Ormai l’isola era entrata nel circuito del turismo internazionale, richiamava artisti in cerca di ispirazioni in quell’Eden incontaminato. La propaganda attraverso giornali e film prodotti dal Comm. Angelo Rizzoli attirò sull’isola d’Ischia personaggi in cerca di nuove emozioni e luoghi selvaggi dove trascorrere vari mesi dell’anno. Ogni anno sbarcavano personaggi i cui nomi risonanti venivano accompagnati dalla grancassa della televisione, giornali e cinegiornali. La gente del posto venne in contatto con artisti e scrittori di fama internazionale, per i residenti era un mondo tutto nuovo, erano lusingati dell’amicizia con questi turisti che si sentivano attratti dalla semplicità e cordialità degli abitanti. Artisti, cantanti, scrittori, politici, industriali di tutta Europa incominciarono a trasformare ruderi fatiscenti in favolose ville con accesso direttamente al mare. Altri comprarono cantine diroccate circondate da grossi appezzamenti di terreno per la coltivazione dell’uva donde ricavare un eccellente vino da consumare per uso proprio o per fare esclusivo regalo agli amici.

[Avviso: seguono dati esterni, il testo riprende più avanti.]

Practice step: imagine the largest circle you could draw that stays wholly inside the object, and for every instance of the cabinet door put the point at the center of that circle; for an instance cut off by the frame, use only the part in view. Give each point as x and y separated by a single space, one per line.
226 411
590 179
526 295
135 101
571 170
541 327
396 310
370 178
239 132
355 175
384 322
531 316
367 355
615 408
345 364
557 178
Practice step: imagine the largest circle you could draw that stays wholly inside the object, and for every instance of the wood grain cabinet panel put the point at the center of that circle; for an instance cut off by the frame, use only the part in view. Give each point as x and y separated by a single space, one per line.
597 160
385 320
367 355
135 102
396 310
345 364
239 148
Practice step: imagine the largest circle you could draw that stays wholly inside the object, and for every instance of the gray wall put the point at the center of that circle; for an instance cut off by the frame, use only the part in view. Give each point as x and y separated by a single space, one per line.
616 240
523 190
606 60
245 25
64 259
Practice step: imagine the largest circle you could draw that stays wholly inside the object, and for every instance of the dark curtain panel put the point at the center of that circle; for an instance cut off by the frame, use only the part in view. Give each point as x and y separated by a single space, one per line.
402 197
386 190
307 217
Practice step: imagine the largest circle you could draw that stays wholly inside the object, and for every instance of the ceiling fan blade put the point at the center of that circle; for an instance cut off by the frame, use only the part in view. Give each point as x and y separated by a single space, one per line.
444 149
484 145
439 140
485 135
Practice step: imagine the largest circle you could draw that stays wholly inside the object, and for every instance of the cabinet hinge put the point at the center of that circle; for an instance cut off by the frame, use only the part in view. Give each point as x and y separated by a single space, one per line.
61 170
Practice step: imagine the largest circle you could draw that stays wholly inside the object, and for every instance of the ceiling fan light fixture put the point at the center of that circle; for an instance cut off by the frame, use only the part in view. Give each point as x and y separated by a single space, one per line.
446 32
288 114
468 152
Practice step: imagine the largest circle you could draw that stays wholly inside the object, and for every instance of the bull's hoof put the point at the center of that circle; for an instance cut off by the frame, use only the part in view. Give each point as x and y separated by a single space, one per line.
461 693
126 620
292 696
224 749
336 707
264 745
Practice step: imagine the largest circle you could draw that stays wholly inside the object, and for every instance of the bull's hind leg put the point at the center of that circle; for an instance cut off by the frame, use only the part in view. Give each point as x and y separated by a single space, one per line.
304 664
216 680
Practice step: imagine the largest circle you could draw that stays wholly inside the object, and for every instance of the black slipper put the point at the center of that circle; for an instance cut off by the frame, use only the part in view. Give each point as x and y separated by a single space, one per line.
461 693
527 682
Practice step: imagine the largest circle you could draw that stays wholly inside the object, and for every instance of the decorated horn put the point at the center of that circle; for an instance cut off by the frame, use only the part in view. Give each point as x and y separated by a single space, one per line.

C’era grande fermento in tutta l’isola, le spiagge calde dell’isola furono prese d’assalto da turisti provenienti dai paesi freddi del Nord Europa fra queste nazioni furono proprio i grandi operatori turistici tedeschi ad aprire le prime agenzie viaggi sul territorio dell’isola d’Ischia per fare apprezzare ai propri connazionali e paesi di lingua tedesca le benefiche acque termali sparse per tutto il territorio dell’isola.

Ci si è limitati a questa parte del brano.